Is there any further discussion required for this issue? If so, can we close it w/ the resolution of keeping the direction and protocol attributes as they are in the spec today?

This of course could be changed in the future, if someone comes along with a compelling enough case for splitting it out again, but I think for the short term, keeping the specification as is is preferable to going back and forth yet again.

It's also worth mentioning that if a user would like to split metrics based on those attributes, they could define their own schemas to accomplish this.

tigrannajaryan commented 2 years ago

Is there any further discussion required for this issue? If so, can we close it w/ the resolution of keeping the direction and protocol attributes as they are in the spec today?

This of course could be changed in the future, if someone comes along with a compelling enough case for splitting it out again, but I think for the short term, keeping the specification as is is preferable to going back and forth yet again.

It's also worth mentioning that if a user would like to split metrics based on those attributes, they could define their own schemas to accomplish this.
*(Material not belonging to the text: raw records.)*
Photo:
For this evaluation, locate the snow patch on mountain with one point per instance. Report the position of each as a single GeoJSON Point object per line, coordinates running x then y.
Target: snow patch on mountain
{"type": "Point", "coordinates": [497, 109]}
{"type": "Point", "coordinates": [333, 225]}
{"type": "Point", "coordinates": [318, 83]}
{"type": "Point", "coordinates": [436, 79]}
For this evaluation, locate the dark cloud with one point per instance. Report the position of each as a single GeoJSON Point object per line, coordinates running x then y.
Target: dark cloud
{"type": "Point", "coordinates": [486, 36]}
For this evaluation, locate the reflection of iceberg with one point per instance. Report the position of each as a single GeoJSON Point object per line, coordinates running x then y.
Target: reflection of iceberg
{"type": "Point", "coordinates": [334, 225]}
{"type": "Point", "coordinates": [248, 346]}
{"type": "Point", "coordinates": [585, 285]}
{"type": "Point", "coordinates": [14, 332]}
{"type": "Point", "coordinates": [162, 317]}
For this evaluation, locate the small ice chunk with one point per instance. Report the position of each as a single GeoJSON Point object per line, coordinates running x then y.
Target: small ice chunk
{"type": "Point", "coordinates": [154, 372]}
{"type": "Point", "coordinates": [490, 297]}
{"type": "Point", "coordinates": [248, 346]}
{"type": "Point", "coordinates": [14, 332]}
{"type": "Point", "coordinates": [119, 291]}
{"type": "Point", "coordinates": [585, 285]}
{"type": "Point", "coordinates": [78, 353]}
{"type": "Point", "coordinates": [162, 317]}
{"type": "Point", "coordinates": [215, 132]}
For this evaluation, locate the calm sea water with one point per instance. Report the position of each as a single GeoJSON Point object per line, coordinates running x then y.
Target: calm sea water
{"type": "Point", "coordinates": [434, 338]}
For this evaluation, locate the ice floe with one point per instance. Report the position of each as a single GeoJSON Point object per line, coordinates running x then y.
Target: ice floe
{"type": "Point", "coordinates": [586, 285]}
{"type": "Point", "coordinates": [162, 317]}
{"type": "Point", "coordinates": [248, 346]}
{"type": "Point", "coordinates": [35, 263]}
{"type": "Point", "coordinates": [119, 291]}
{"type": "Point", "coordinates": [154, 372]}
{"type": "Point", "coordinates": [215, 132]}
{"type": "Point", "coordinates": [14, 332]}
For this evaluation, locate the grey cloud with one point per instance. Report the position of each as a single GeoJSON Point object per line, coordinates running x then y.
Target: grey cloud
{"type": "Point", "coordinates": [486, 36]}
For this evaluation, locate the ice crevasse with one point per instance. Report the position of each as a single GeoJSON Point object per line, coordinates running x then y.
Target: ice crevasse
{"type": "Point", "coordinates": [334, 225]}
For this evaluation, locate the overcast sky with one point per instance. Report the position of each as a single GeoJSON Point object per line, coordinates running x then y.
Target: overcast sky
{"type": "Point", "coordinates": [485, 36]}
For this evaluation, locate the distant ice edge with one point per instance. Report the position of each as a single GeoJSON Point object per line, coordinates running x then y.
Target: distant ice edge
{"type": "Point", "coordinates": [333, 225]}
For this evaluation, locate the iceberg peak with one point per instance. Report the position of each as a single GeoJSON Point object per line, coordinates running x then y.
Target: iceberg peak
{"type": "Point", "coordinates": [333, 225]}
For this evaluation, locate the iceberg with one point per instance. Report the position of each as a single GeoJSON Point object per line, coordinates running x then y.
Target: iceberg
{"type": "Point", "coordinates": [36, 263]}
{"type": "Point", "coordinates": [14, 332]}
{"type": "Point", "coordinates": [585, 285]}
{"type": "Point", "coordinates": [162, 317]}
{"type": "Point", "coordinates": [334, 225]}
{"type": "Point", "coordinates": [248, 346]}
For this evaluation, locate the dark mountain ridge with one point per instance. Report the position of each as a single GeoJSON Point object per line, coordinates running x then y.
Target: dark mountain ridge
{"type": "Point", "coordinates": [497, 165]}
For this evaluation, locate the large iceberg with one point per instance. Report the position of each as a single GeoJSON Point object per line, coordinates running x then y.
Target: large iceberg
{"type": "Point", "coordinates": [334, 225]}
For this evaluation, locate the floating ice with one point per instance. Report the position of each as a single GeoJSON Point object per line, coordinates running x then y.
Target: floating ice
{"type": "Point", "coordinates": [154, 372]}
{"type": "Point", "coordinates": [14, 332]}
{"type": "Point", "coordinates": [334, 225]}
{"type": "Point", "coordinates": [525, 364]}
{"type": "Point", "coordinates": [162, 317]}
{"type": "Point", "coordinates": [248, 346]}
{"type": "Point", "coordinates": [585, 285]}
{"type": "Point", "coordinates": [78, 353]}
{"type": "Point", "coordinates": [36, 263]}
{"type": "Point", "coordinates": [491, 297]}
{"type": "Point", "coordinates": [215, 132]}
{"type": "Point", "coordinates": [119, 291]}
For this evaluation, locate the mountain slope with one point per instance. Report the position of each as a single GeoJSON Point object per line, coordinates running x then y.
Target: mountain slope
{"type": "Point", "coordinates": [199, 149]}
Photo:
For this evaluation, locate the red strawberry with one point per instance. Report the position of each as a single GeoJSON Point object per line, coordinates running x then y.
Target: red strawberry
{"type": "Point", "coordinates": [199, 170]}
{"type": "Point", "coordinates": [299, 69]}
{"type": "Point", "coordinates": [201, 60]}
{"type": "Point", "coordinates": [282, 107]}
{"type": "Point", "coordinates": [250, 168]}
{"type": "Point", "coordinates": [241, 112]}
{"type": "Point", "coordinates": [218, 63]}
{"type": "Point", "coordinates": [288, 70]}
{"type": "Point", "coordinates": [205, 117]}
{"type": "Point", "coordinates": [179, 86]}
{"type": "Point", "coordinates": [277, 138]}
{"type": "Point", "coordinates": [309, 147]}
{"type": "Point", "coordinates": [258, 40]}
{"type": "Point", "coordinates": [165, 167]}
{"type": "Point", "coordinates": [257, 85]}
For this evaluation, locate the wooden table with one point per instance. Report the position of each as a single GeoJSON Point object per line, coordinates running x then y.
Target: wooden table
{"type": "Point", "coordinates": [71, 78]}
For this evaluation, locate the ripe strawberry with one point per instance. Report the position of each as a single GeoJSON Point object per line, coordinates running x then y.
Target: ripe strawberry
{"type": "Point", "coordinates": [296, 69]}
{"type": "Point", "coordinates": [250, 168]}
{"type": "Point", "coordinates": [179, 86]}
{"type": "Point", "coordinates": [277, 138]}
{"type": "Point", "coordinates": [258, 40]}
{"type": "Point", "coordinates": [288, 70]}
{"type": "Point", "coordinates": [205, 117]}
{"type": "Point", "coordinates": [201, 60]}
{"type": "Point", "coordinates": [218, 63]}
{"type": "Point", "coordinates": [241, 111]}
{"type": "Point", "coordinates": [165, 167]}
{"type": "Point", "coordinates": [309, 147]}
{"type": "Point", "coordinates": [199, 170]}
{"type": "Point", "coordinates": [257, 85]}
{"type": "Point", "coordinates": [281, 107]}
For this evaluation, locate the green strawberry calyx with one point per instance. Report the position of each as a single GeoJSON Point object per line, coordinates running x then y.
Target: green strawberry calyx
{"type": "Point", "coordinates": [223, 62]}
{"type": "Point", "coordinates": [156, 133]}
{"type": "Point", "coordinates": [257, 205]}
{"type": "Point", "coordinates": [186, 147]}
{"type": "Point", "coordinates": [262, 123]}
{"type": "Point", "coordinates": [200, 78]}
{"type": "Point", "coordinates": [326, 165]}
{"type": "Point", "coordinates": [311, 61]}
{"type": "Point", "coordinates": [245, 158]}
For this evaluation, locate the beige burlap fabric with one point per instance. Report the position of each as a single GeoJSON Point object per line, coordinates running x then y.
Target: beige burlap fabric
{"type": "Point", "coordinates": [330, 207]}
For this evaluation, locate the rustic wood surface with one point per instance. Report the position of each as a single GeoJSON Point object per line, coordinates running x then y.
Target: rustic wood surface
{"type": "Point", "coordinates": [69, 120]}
@codeboten we also reverted the splitting of the network metric, but I think that change was more justified. We reverted simply to begin from a clean slate.

We can close this issue and re-open the network metric issue (I can't find it).

codeboten commented 2 years ago

@tigrannajaryan i couldn't find an issue for it, here's the PR. I can create a new issue if that's the correct way to move forward.

tigrannajaryan commented 2 years ago

@tigrannajaryan i couldn't find an issue for it, here's the PR. I can create a new issue if that's the correct way to move forward.

Yes, please open an issue so that we can discuss and decide what we want to do about it.

codeboten commented 2 years ago

@tigrannajaryan https://github.com/open-telemetry/semantic-conventions/issues/649 is now open.

bertysentry commented 2 years ago

I'll take care of the hardware metrics

tigrannajaryan commented 2 years ago

I am closing this issue since the problem it uncovered is now fixed (in the sense that the offending PRs are reverted). Further discussion on the topic will happen on the new issues that are already created.